Example: Drawing hands are quite common. Let’s use a typical situation to better explain the concept of “outs” and their significance. There will be many times when you find yourself holding four to a flush after the flop. Say you saw the flop with K-10 of hearts, and the flop came down Qh-8h-2d.

You now hold four to the King-high flush. You need just one more heart to complete the flush, a made hand, that would very likely (hopefully) win the pot. There are nine more hearts remaining in the deck (13 - 4). With a bit of luck, you will catch one of them on the turn or on the river. With nine outs and two cards to come, we use the 4-2 Rule to estimate the card odds.

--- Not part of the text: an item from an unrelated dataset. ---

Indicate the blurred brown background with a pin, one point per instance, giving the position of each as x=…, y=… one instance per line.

The chance (probability) of making the flush is 4 x 9 = 36 or approximately 36 percent you will connect on the turn or on the river.

What does this mean to you? For every 100 such hands, you can expect to catch your big flush 36 times and miss 64 (100 - 36). Thus, your card odds are 64 divided by 36, which equals approximately 1.8 to 1 against connecting.

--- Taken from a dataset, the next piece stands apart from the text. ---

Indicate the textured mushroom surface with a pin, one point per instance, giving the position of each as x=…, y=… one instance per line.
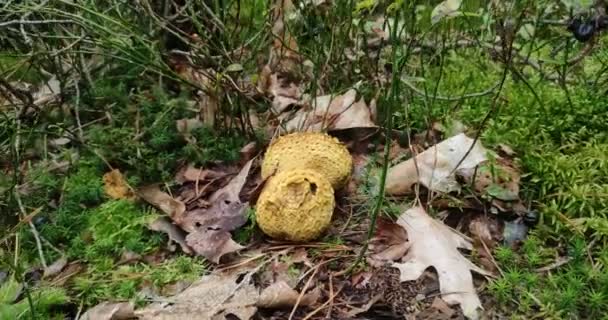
x=295, y=205
x=308, y=150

Rounding it off to 2 to 1, the pot odds need only be that amount or higher to justify calling on the turn. That gives you a Positive Expectation – pot odds higher than your card odds. In the long run, you will come out well ahead by calling an opponent’s bet to see the turn and river.

Up to this point, we have regarded all of the nine remaining hearts as being of equal value. Let’s look at a slightly different flop on the board: Qh-8h-8s. That pair of 8’s on the flop could be troublesome. Let’s suppose an opponent holds 7d-7c in the hole – pocket 7’s. Should the 7 of hearts fall on the board, it would give you your big flush, but it also gives him a full-boat – 7’s full of 8’s.

Your King-high heart flush has become a costly loser. (If this happened on the river, you could tell your poker buddies how you were rivered with a bad beat. Your opponent had only two outs at that point! Oh well, that’s poker.)

In such a case, obviously, the 7h does not deserve full value as do the other unseen hearts presumed to remain in the deck. (Poker expert Byron Ziman would label the 7h a “tainted out.”)

Of course, you have no way of knowing your opponent has pocket 7’s (or any other pocket pair). If you catch your big flush, most often it will win the pot, but it would be wise to discount one of the remaining nine hearts. In that case, instead of nine outs, assume you have one less – eight outs. And so, the pot must be about 10 percent bigger than your original estimate to warrant paying to see the turn.

In this case, recognizing the reason for that 10 percent reduction in the value of your outs could change how you play that hand, making you somewhat more cautious: Check on the river. Just think, if you had open bet on the river, your (lucky-for-him) opponent would have raised you after catching his full-house.

Of course, you might hesitate, but ultimately you call his raise – and lose a big pot.